In Gashua, in Yobe state’s Bade County, suspected Islamic extremist militants on April 24 detonated explosives at a Christian-owned bar that killed one person and injured seven others, area residents said.
Local Council official Sanda Kara-Bade said in a statement that an Improvised Explosive Device (IED) killed one person and wounded seven others in the Abasha area of Gashua. Police authorities confirmed the fatality and injuries.
On Tuesday (April 26), military personnel reportedly arrested Muslim civilians and a soldier under suspicion of spying for ISWAP. The soldier suspected of collaborating with ISWAP in the Gashua and Geidam attacks was reported to have shot himself dead after his arrest.

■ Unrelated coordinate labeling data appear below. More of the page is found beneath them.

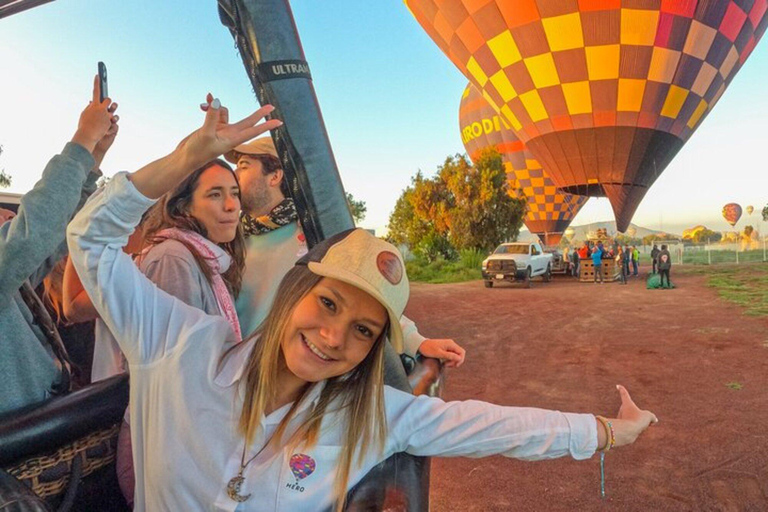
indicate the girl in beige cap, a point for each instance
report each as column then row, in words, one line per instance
column 294, row 416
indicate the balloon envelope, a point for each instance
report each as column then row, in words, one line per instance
column 604, row 93
column 549, row 211
column 732, row 213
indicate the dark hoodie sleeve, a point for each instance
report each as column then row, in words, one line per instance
column 35, row 239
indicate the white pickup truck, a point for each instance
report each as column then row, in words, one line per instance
column 517, row 261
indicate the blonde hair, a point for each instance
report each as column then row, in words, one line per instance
column 358, row 393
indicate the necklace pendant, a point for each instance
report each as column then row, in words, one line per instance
column 233, row 488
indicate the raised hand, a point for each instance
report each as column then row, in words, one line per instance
column 215, row 137
column 106, row 141
column 218, row 136
column 95, row 120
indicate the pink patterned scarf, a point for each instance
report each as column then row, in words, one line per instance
column 203, row 247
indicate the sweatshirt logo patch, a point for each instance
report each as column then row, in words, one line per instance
column 301, row 466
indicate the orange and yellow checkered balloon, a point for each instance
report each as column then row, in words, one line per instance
column 604, row 93
column 549, row 211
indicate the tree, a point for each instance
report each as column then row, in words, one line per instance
column 357, row 208
column 464, row 204
column 706, row 236
column 5, row 179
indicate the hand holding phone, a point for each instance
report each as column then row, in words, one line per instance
column 104, row 92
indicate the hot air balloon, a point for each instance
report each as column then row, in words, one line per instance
column 549, row 211
column 732, row 213
column 604, row 93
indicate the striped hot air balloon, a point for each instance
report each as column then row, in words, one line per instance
column 549, row 211
column 604, row 93
column 732, row 213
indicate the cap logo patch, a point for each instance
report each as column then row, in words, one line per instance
column 390, row 267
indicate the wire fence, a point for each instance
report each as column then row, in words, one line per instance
column 710, row 254
column 715, row 254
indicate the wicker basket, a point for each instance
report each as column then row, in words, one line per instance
column 49, row 475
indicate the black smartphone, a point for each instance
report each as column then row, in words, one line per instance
column 103, row 81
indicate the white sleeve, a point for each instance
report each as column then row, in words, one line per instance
column 431, row 427
column 412, row 340
column 146, row 321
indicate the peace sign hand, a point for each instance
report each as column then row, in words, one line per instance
column 217, row 135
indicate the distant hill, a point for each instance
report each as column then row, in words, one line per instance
column 581, row 232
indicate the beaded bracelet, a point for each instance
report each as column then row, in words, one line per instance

“Right now, we have arrested some civilian collaborators he mentioned in his confession during the initial interrogation,” a military intelligence source told news outlet PRNigeria.com. “I can categorically tell you that other bad elements within our security apparatus are being investigated.”
Nigeria led the world in Christians killed for their faith last year (Oct. 1, 2020 to Sept. 30, 2021) at 4 650, up from 3 530 the previous year, according to Open Doors’ 2022 World Watch List report. The number of kidnapped Christians was also highest in Nigeria, at more than 2,500, up from 990 the previous year, according to the WWL report.
Nigeria trailed only China in the number of churches attacked, with 470 cases, according to the report.
In the 2022 World Watch List of the countries where it is most difficult to be a Christian, Nigeria jumped to seventh place, its highest ranking ever, from No. 9 the previous year.